First, I believe that nothing is a serial per se. In fact, I argue we should avoid the use
of serial as a noun altogether – since many instances of texts that we typically think of
as serials get finished, bound, and stabilised in ways that are distinctly non-serialised,
the noun form is inadequate to capture these fluid dimensions of shifting textuality. As
mentioned earlier, The Shield might have been serialised once, but like Great Expecta-
tions and ‘Harry Potter’, such texts no longer function as serials. However, they are all
worth considering as products of seriality, a crucial difference that is hopefully clear via
this approach. So calling something ‘a serial’ is a temporary and shifting designation that
I would rather avoid.
Second, and more importantly, I do believe that seriality is a dominant mode of cul-
tural practice that has been inadequately studied and theorised. Thus, I encourage us
to consider seriality writ large beyond what we more narrowly look for with serialised
narrative, highlighting multiple forms of continuities and various structures of gaps. So
while not everything is a serial, I do believe that everything might well be serialised, if
we examine its cultural production, reception, and circulation. I hope that by adopting
this broader notion of operational seriality, we can draw productive connections across
forms, media, contexts, and disciplines, and prompt an ongoing conversation.

Notes
1. For examples of anthologies, see Harrigan and Wardrip-Fruin (2009); Allen and van den
Berg (2014); Kelleter (2017); for monographs, see Kelleter (2014); Mittell (2015); Higgins
(2016). Among the many prominent conferences focused on seriality over the past decade
are the Serial Forms Conference (University of Zurich, 2009), Thinking Serially (CUNY,
2015), Popular Seriality International Conference (University of Göttingen, 2013), and
Seriality, Seriality, Seriality (Freie Universität, Berlin, 2016), with the latter two sponsored
by the six-year Germany-based international Popular Seriality Research Unit, which the
author was affiliated with.
2. See <http://victorianserialnovels.org/> (last accessed 1 November 2017).

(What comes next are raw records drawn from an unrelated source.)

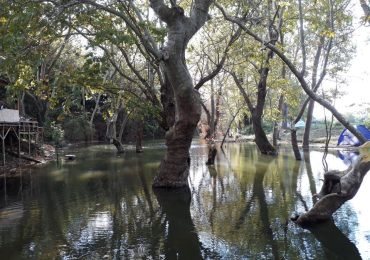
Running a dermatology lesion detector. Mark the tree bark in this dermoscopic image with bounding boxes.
[215,2,367,143]
[293,155,370,227]
[150,0,211,188]
[302,99,315,147]
[159,74,176,131]
[105,111,126,153]
[252,113,277,155]
[135,108,144,153]
[231,67,277,155]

3. Like novels in a longer series such as ‘Harry Potter’, the gaps between seasons of a full-drop
series constitute the seriality of programmes such as House of Cards; these long gaps between
full-dropped seasons are quite distinct from the rhythms and experiences of weekly serialised
programmes.
4. In a 2016 BBC critics’ poll of the best films of the twenty-first century, Mulholland Drive
was ranked no. 1, and Boyhood was ranked no. 5. See <http://www.bbc.com/culture/
story/20160819-the-21st-centurys-100-greatest-films> (last accessed 2 November 2017).